TBC atau TB (tubercle bacillus) sangat sering terjadi dan penyakit infeksi letal yang disebabkan oleh berbagai rantai virus mycobacteria, khususnya Mycobacterium Tuberculosis. Simptom klasik pada TB adalah batuk kronis dengan sputum bercampur darah, demam, berkeringat malam, dan kehilangan berat (consumption). Terapi untuk penyakit ini sulit dan membutuhkan waktu lama dengan multipel antibiotik, tidak hanya itu perawatan dan skrening pada kontak sosial juga dibutuhkan. Salah satu terapi yang digunakan adalah terapi antibiotik dengan menggunakan rifampicin. Namun, dalam terapi tuberkulosis ditemukan adanya adverse drug reaction yang juga memiliki manifestasi klinis yang buruk pada pasien. Adanya adverse drug reaction merupakan kejadian yang bervariasi pada setiap individu dikarenakan perbedaan imunologis individu dalam merespon suatu allergen yang dalam konteks ini adalah obat obatan. Untuk mengatasi adverse drug reaction pada terapi, dilakukan rapid desensitisasi. Desensitisasi merupakan suatu bentuk terapi dimana alergen-alergen diinjeksikan pada pasien dengan tujuan mengurangi atau menghilangkan respon alergi.
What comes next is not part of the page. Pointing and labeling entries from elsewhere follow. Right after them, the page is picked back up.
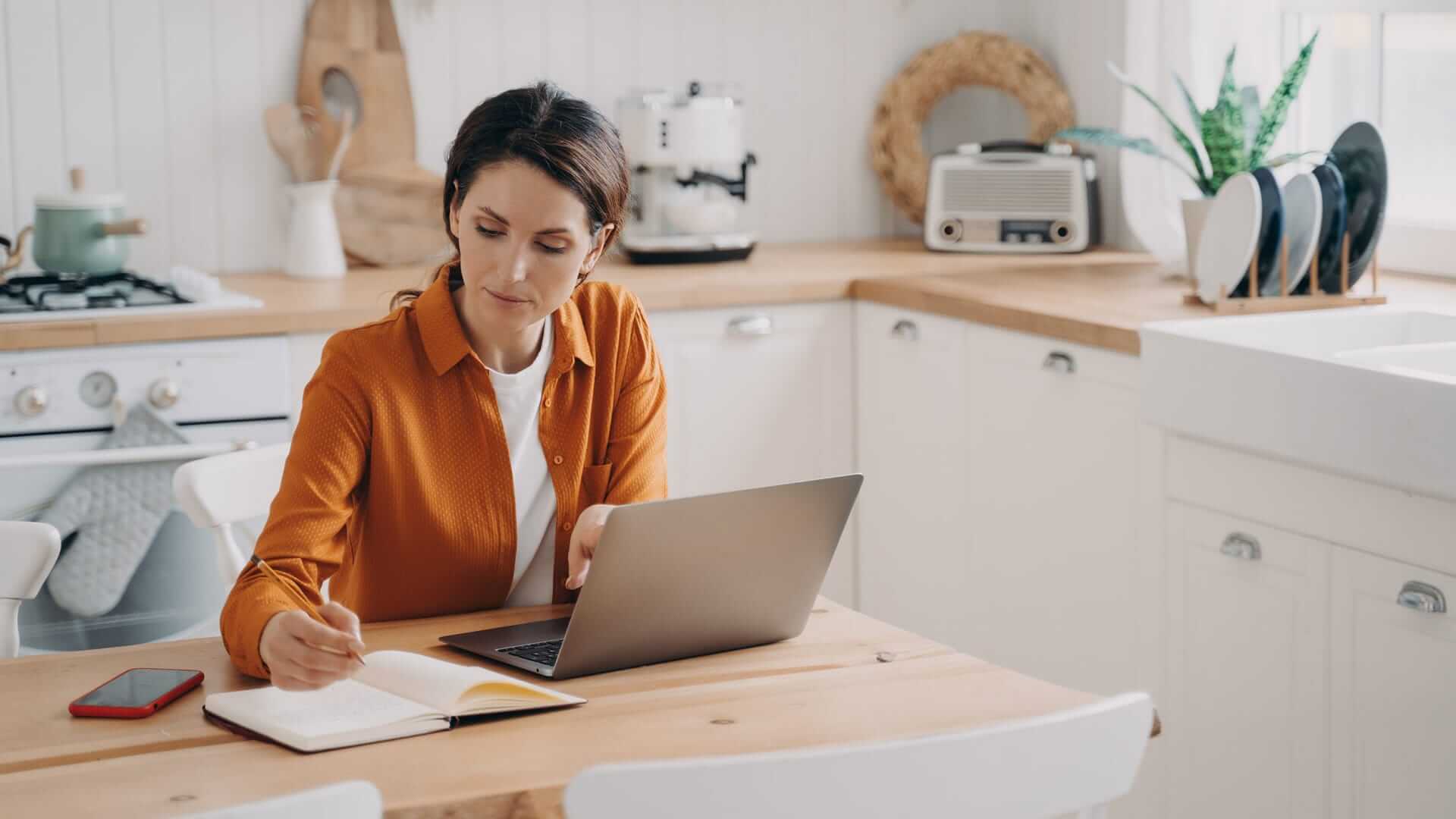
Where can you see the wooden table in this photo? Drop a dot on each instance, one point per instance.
(848, 678)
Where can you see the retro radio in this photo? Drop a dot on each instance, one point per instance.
(1012, 197)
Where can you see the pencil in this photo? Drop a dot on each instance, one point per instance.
(297, 598)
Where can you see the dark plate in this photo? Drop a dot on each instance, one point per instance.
(1272, 229)
(1359, 153)
(1331, 228)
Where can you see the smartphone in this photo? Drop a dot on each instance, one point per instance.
(136, 692)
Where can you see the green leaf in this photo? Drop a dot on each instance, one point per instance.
(1253, 118)
(1193, 107)
(1178, 133)
(1223, 130)
(1277, 108)
(1141, 145)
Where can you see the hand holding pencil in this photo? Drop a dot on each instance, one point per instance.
(309, 648)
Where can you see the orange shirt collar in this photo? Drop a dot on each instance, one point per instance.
(444, 338)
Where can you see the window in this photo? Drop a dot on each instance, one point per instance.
(1392, 63)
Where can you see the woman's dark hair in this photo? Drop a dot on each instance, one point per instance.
(563, 136)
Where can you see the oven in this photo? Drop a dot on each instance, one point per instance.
(57, 407)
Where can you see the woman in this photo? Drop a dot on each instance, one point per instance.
(463, 452)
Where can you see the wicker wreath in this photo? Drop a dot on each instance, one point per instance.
(970, 58)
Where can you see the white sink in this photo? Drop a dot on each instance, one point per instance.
(1365, 391)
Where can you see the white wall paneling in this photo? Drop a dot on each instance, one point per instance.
(8, 209)
(36, 126)
(162, 99)
(143, 171)
(193, 152)
(86, 91)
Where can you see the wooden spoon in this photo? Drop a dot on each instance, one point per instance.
(291, 134)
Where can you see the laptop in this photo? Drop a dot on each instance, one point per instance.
(688, 576)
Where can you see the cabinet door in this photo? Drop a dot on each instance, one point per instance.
(305, 352)
(1248, 632)
(1050, 564)
(912, 449)
(1392, 703)
(761, 395)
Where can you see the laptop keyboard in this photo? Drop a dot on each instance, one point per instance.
(544, 653)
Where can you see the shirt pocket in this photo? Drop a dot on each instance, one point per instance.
(593, 484)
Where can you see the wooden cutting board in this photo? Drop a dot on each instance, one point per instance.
(388, 206)
(360, 37)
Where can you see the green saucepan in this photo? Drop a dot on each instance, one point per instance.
(83, 232)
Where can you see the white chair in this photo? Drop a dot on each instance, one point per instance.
(221, 490)
(28, 553)
(356, 799)
(1076, 760)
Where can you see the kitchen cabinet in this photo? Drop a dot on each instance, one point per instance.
(761, 395)
(305, 352)
(1053, 435)
(1001, 485)
(1392, 711)
(1247, 668)
(912, 428)
(1307, 682)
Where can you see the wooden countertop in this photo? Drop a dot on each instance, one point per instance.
(783, 273)
(1100, 297)
(848, 678)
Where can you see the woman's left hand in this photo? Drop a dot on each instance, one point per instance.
(584, 538)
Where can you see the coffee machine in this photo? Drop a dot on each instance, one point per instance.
(689, 177)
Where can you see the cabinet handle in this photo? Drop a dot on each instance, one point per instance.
(750, 325)
(1060, 362)
(906, 330)
(1421, 596)
(1242, 545)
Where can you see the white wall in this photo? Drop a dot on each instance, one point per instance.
(164, 99)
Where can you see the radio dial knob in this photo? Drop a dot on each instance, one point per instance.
(33, 401)
(164, 394)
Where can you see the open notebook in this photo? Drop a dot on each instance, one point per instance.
(395, 694)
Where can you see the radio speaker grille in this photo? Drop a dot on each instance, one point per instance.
(1033, 191)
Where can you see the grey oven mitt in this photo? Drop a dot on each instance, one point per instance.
(115, 512)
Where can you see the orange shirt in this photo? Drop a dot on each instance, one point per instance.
(398, 484)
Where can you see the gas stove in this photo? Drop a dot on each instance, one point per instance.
(49, 297)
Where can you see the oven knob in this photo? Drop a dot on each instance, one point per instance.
(164, 394)
(33, 401)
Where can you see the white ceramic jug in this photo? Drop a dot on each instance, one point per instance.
(315, 249)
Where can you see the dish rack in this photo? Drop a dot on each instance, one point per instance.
(1312, 300)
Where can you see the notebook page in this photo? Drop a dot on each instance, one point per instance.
(449, 687)
(343, 707)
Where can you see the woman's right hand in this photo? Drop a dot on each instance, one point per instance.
(302, 653)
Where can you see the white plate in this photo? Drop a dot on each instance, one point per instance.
(1302, 209)
(1231, 234)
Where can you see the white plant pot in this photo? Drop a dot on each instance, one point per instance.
(1196, 210)
(315, 249)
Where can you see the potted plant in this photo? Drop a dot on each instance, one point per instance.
(1235, 134)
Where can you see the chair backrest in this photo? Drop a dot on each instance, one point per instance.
(1076, 760)
(218, 491)
(27, 554)
(356, 799)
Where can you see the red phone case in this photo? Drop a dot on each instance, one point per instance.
(134, 711)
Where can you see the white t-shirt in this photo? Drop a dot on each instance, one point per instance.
(519, 397)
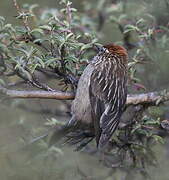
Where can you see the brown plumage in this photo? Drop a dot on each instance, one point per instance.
(100, 99)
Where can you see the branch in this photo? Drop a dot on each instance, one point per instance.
(151, 98)
(37, 94)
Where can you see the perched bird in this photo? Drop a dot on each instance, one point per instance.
(100, 99)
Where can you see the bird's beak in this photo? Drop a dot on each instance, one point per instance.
(97, 47)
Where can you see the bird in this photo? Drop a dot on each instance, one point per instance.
(99, 101)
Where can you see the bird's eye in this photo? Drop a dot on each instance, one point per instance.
(102, 49)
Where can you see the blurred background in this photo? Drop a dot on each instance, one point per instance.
(23, 120)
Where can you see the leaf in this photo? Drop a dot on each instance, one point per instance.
(2, 82)
(46, 27)
(37, 30)
(158, 139)
(86, 46)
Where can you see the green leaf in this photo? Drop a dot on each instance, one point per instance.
(46, 27)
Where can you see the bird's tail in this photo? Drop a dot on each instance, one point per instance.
(72, 135)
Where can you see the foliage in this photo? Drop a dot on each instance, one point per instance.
(59, 43)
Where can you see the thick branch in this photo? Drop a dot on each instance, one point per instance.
(37, 94)
(151, 98)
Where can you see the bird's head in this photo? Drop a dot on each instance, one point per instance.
(116, 50)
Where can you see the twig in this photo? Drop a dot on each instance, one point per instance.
(25, 19)
(151, 98)
(37, 94)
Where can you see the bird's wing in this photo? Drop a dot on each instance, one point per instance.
(107, 97)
Pada rapid desensitisasi, jumlah alergen yang diberikan ditingkatkan dengan waktu yang singkat selama beberapa menit atau jam sampai dosis maksimum yang diketahui atau sampai dosis toleransi maksimum tercapai. Setelah dosis maintenance ini tercapai, interval antar suntikan ditingkatkan secara bertahap dari menit ke jam dan dilanjutkan beberapa jam atau hari. Desensitisasi lebih banyak digunakan pada penyakit-penyakit yang diperantarai IgE-antibodi. Desensitisasi pada masing masing obat memiliki protokol dan variasi tersendiri. Untuk itu dalam pemberian rapid desensitisasi harus memperhatikan protokol yang ada dan memperhatikan indikasi dan efek samping dari desensitisasi tersebut.